Playing a Devil Advocate

In 2009, we can safely say that three inter-related trends have dominated financial markets – US$ dollar secular weakness, rally in commodity prices and a pronounced out-performance of emerging markets, including Asia. Question is that will these three trends to continue into 2010, as there are signs that they are to be running out of steam. For us, this begs the question whether the trends of 2010 will prove different to those of 2009, given what was happening in the Middle East recently?

The news of a Dubai World would be suspending payments to creditors, which was promptly followed by the rumor that defaulted Saudi groups – the Saad group and the Aran group were really nerve wrecking news and make many to think hard how the Middle East could find itself in this tight spot?

Of course, one argues that this may be nothing more than a few bad apples that blatantly mismanaged the liabilities and blew up balance sheets.

But I am also intrigued by the recent announcements that some of the region’s sovereign wealth funds – Qatar and Kuwait – have lately been selling the large stakes that they acquired in Western financials at the beginning of last year’s financial crisis.

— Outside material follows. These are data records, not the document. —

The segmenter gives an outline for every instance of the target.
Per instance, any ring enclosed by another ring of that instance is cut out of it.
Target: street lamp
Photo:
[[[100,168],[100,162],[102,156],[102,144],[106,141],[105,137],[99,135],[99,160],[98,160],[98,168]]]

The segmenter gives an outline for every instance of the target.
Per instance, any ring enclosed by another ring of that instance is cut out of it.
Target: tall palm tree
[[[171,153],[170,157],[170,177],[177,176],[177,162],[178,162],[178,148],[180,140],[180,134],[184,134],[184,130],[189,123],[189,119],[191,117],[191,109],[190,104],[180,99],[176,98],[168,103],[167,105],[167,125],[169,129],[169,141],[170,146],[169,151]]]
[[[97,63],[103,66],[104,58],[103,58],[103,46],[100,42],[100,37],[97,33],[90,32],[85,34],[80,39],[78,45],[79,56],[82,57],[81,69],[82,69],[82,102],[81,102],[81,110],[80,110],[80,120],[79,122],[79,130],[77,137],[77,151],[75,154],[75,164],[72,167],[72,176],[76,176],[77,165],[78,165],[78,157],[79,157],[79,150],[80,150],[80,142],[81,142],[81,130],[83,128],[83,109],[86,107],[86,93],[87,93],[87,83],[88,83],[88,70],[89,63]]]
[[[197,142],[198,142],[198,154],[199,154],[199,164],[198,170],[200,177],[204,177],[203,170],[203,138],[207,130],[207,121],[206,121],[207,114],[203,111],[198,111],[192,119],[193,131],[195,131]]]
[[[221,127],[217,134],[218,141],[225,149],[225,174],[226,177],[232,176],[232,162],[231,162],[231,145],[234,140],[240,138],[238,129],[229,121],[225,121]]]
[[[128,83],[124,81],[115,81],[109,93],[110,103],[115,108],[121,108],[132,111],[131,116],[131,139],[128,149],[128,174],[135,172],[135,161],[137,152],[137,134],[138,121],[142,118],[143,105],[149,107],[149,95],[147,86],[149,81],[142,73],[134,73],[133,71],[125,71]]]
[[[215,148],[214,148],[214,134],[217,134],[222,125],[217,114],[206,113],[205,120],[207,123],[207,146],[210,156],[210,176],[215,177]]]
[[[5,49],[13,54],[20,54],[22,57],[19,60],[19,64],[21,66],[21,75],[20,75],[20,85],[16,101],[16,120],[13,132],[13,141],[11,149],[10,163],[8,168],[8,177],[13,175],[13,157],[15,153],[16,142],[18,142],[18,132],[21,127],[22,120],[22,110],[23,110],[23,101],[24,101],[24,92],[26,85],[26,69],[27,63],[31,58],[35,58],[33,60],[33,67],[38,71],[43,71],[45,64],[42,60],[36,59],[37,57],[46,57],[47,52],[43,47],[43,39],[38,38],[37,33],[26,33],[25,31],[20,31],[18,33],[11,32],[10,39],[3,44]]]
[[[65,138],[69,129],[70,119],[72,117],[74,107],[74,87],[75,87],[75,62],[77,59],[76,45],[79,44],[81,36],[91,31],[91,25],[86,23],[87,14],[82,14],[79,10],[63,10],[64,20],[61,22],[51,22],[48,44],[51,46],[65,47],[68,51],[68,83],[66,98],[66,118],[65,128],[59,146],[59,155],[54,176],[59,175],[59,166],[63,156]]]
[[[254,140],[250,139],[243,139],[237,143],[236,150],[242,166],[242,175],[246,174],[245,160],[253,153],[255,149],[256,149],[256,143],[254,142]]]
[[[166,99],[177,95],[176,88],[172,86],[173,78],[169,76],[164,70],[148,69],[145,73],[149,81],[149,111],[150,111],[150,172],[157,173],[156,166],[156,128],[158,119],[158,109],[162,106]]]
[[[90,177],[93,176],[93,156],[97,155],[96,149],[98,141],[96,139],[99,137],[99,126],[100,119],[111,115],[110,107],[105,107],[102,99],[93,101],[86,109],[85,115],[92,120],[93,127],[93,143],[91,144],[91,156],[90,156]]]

Of course, this could be guided by the simple fact that banks are back above their purchase price and they are happy to turn the page or perhaps, the sales are an indication that the Middle East needs US$ right now and that we are confronting some kind of squeeze on the US$.

One thing that I am very sure is that the recent developments in Saudi and Dubai will most likely give pause to foreign banks looking to expand their lending operations in that region. This raises question of whether the Middle East will look to pump more oil in a bid to generate the revenue necessary to keep the wheels churning? Could this be the beginning of financial squeeze in the Middle East that lead to the kind of massive cheating on OPEC quotas that we witnessed in the 1980s?

With these confluences development, where would all this leave other emerging markets, most specifically Asian equities, which have soared in the past year? Historically, Asian equities tend to struggle when the US$ rallies as a strong US$ forces Asian central banks, who typically run pegs or managed floats, to print less aggressively. But at the same time, most Asian economies would likely welcome the extra liquidity that lower oil prices would provide, not to say anything about an environment of continued low interest rates.

If that is the saying of the day, it is likely lead to massive rotation within the markets away from commodity producers and property developers and towards manufacturers and exporters.